While it is a tremendous productivity tool, e-mail in turn can result in a world of noise. E-mails pile up. They can have too much or too little information to quickly determine status and results.

E-mail has:

  • No control over who sees what
  • No status visibility for executives
  • No real way to hold personnel accountable
  • No way to prioritize

Furthermore, e-mail creates unnecessary, redundant work as it is not integrated with organizations' core business applications in any meaningful way.

This increasingly common problem of e-mail overload makes it difficult for workers -- who receive and are courtesy copied on too many e-mails -- to monitor taskers. Executives and managers have almost no visibility into the taskers of their direct reports. They must read every e-mail within their inbox to know whether a tasker has been opened, sub-delegated, questioned, or completed.

E-mail lacks the enterprise visibility necessary to monitor work in real time, identify issues as they unfold or take corrective action before larger problems arise. This void between process-driven work and e-mail clutter challenges the constraints of today's current BPM solutions.

There is a need for something that delivers the same visibility, control and productivity of traditional BPM solutions, but for the other 80 percent of work.
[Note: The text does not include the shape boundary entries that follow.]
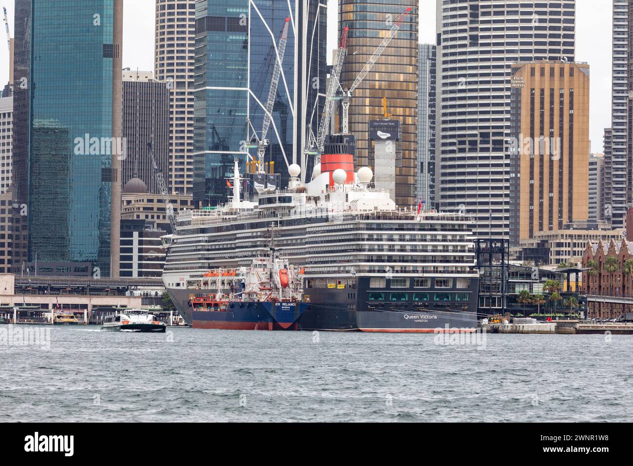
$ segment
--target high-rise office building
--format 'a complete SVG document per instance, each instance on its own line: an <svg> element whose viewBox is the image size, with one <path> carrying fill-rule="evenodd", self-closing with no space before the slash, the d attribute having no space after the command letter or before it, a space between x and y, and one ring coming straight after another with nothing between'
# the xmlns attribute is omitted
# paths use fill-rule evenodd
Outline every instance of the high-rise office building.
<svg viewBox="0 0 633 466"><path fill-rule="evenodd" d="M349 133L356 136L357 167L374 167L369 122L383 117L387 98L391 119L400 122L401 141L396 157L396 202L417 205L418 8L404 18L400 30L356 87L349 105ZM340 0L339 27L349 27L348 53L341 75L351 87L376 48L407 7L394 0Z"/></svg>
<svg viewBox="0 0 633 466"><path fill-rule="evenodd" d="M417 198L425 209L435 208L436 63L437 48L419 45L418 58Z"/></svg>
<svg viewBox="0 0 633 466"><path fill-rule="evenodd" d="M318 0L218 0L197 4L194 200L223 202L234 160L256 158L247 147L261 138L282 32L287 39L264 160L274 162L282 186L293 163L311 172L304 153L323 111L326 11Z"/></svg>
<svg viewBox="0 0 633 466"><path fill-rule="evenodd" d="M602 171L602 209L603 220L611 222L611 195L613 185L611 184L611 169L613 168L613 131L611 128L605 128L605 138L603 146L605 152L605 168Z"/></svg>
<svg viewBox="0 0 633 466"><path fill-rule="evenodd" d="M437 0L436 200L477 235L510 233L513 63L573 61L575 21L572 0Z"/></svg>
<svg viewBox="0 0 633 466"><path fill-rule="evenodd" d="M512 68L510 245L589 217L589 67Z"/></svg>
<svg viewBox="0 0 633 466"><path fill-rule="evenodd" d="M605 209L602 199L604 170L605 154L591 154L589 156L589 220L605 219Z"/></svg>
<svg viewBox="0 0 633 466"><path fill-rule="evenodd" d="M13 172L28 260L116 276L123 1L18 0L15 11L15 143L24 145Z"/></svg>
<svg viewBox="0 0 633 466"><path fill-rule="evenodd" d="M611 151L605 164L610 184L605 198L606 220L614 228L625 226L627 210L633 205L633 1L613 2ZM607 153L605 152L605 162Z"/></svg>
<svg viewBox="0 0 633 466"><path fill-rule="evenodd" d="M206 2L204 2L206 3ZM201 5L198 1L199 6ZM191 194L194 152L195 0L156 0L154 70L171 91L170 192Z"/></svg>
<svg viewBox="0 0 633 466"><path fill-rule="evenodd" d="M0 194L11 184L13 134L13 98L0 98Z"/></svg>
<svg viewBox="0 0 633 466"><path fill-rule="evenodd" d="M149 192L160 193L147 143L168 185L170 89L150 72L123 71L123 137L121 183L139 178Z"/></svg>

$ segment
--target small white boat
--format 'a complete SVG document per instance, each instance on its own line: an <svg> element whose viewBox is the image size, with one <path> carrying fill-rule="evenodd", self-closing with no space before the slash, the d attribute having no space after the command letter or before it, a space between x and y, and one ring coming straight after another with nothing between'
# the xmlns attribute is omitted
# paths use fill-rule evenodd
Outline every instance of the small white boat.
<svg viewBox="0 0 633 466"><path fill-rule="evenodd" d="M143 309L128 309L108 316L101 325L102 330L164 333L167 326L156 320L154 314Z"/></svg>

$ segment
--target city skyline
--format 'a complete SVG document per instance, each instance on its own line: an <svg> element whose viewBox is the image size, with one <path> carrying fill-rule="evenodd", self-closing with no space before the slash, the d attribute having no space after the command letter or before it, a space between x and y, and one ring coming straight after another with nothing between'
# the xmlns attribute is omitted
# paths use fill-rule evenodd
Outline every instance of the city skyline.
<svg viewBox="0 0 633 466"><path fill-rule="evenodd" d="M332 60L332 51L336 46L338 32L338 3L327 0L328 41L327 57ZM9 16L11 35L15 0L6 0L4 6ZM404 4L403 3L403 4ZM436 6L434 0L420 0L420 43L436 43ZM611 46L611 8L601 8L592 0L576 0L576 56L587 61L592 69L590 102L590 134L591 152L603 152L603 134L611 126L611 56L605 53ZM134 48L123 51L123 66L132 70L152 71L154 69L155 0L134 0L123 3L123 44L134 43ZM602 34L596 34L596 30ZM0 47L0 82L9 79L9 55L6 48ZM4 84L3 84L4 85Z"/></svg>

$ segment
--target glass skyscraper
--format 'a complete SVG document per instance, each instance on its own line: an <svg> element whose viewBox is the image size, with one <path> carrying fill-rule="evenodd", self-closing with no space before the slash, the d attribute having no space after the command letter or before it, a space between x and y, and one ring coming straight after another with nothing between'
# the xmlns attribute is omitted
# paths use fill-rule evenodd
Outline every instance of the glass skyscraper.
<svg viewBox="0 0 633 466"><path fill-rule="evenodd" d="M418 8L402 0L340 0L339 30L349 27L348 53L341 74L344 89L356 77L408 7L399 30L354 92L349 105L349 133L356 136L356 167L375 169L370 120L380 120L387 98L392 120L400 122L401 139L396 153L395 195L399 205L417 205Z"/></svg>
<svg viewBox="0 0 633 466"><path fill-rule="evenodd" d="M196 3L194 199L223 202L225 178L238 158L244 171L253 130L262 122L286 18L288 40L265 162L287 182L287 166L310 160L303 154L316 133L325 88L326 8L315 0L218 0ZM250 122L250 124L249 124Z"/></svg>
<svg viewBox="0 0 633 466"><path fill-rule="evenodd" d="M575 53L575 0L437 0L436 202L510 236L512 68Z"/></svg>
<svg viewBox="0 0 633 466"><path fill-rule="evenodd" d="M116 276L122 0L16 4L28 260L40 274Z"/></svg>
<svg viewBox="0 0 633 466"><path fill-rule="evenodd" d="M418 67L418 198L425 209L435 208L436 53L419 44Z"/></svg>

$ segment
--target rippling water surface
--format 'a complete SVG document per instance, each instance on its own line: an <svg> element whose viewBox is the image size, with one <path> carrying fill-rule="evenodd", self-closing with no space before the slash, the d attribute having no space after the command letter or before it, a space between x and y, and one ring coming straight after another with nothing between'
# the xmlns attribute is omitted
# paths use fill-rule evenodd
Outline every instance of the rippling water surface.
<svg viewBox="0 0 633 466"><path fill-rule="evenodd" d="M47 328L0 344L0 421L633 418L633 336Z"/></svg>

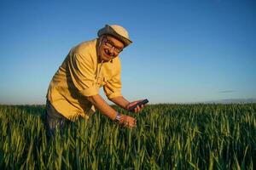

Structured BPM + Dynamic tasking

Organizations today are looking for BPM solution platforms that find the middle ground between the structure of traditional workflow automation and the flexibility of e-mail. Within the same BPM platform, knowledge workers would like to support both structured and dynamic approaches:

  • Structured Approach:
  • Dynamic Approach:


Knowledge workers can decide whether to dedicate time and resources to define processes, or move directly into a dynamic workflow. Going dynamic means dynamically initiating and tracking taskers as participants perform their jobs. Initializing dynamic workflows minimizes the costs involved in traditional business modeling.

Including dynamic tasking into the overall BPM paradigm transforms what was once a series of peer-to-peer e-mails into a single, centralized dashboard. BPM + dynamic tasking clearly illustrates the origins and objectives of each task with a step-by-step snapshot of the task from inception to completion. The monitoring power of BPM provides a centralized pictorial view of the tasker that includes all individuals involved, all comments and collaboration, all attachments and all status information.

Conclusion

BPM is evolving and organizations around the globe are leveraging BPM solutions to design, monitor and optimize processes enterprise-wide. The traditional, static nature of BPM, however, is too rigid to accommodate today's dynamic business environment. The vast majority of work performed within organizations today -- roughly 80 percent by some estimates -- is executed in a dynamic, unstructured environment of e-mails, meetings, phone calls and face-to-face meetings. This world of noise lacks visibility, accountability and guidance. The result is a reactive, non-agile enterprise that is not driven by the directives of senior management and cannot improve based upon an understanding of what is or is not working on a daily basis.

BPM + dynamic tasking fills the void between process-driven work and e-mail clutter. It allows organizations to leverage the structure and automation of a BPM platform with the flexibility of e-mail. This approach helps drive breakthrough productivity throughout the organization by delivering integrated products for both structured and unstructured processes that make up today's dynamic work.